On Friday, June 20 the Embassy of Afghanistan hosted a benefit for the Louis and Nancy Hatch Dupree Foundation and the Afghanistan Center at Kabul University (ACKU). The benefit event brought together friends of Afghanistan for the purpose of helping the Dupree Foundation raise the necessary funds for ACKU's new building.

The Afghanistan Center was established in 1989 in Peshawar, Pakistan by Louis Dupree and Nancy Hatch Dupree, long considered America's foremost academics on Afghanistan. The center's purpose was to collect information, documents and cultural artifacts on Afghanistan, especially during the years of conflict in the country.

In 2006 the center was moved to Kabul University, where it continues to document and catalogue important documents relating to the country's history. The center's next stage of development revolves around the construction of a permanent structure to house the 38,000 documents in its possession and carry out educational programs. The building is expected to cost $1.8 million, and will be built on a prime piece of land on the university campus granted by President Hamid Karzai.

Ambassador Said T. Jawad used his speech during the event to recognize the contributions of both Nancy Hatch Dupree and her late husband Louis Dupree to Afghanistan. On Mrs. Dupree, who was in attendance, Ambassador Jawad said: "[She's] not just a dedicated friend but a committed Afghan herself, who has spent a lifetime in and outside Afghanistan, documenting and helping preserve our cultural heritage. Nancy is the recipient of the Malalai Medal, an honor bestowed by the late King Zahir Shah for her tremendous contribution to Afghanistan." Ambassador Jawad asked the guests to support ACKU.

In a speech during the event, Nancy Hatch Dupree reflected on the importance of the center's mission of educating young Afghan's about their country's history.
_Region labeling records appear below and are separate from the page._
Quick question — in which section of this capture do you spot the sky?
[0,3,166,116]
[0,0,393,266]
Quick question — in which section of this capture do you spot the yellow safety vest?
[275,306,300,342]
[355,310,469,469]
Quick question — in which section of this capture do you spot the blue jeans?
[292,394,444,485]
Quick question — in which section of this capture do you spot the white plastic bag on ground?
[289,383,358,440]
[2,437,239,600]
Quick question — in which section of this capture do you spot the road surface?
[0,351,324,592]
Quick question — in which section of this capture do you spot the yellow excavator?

According to her, the documents held by the center will help Afghans address the challenges of re-building their country in the coming years. J. Alex Thier, a longtime friend of the Dupree's and a current scholar at the U.S. Institute for Peace, similarly noted that 60 percent of Afghans are under 15 and need to have access to the documents and resources that will educate them about their country's past.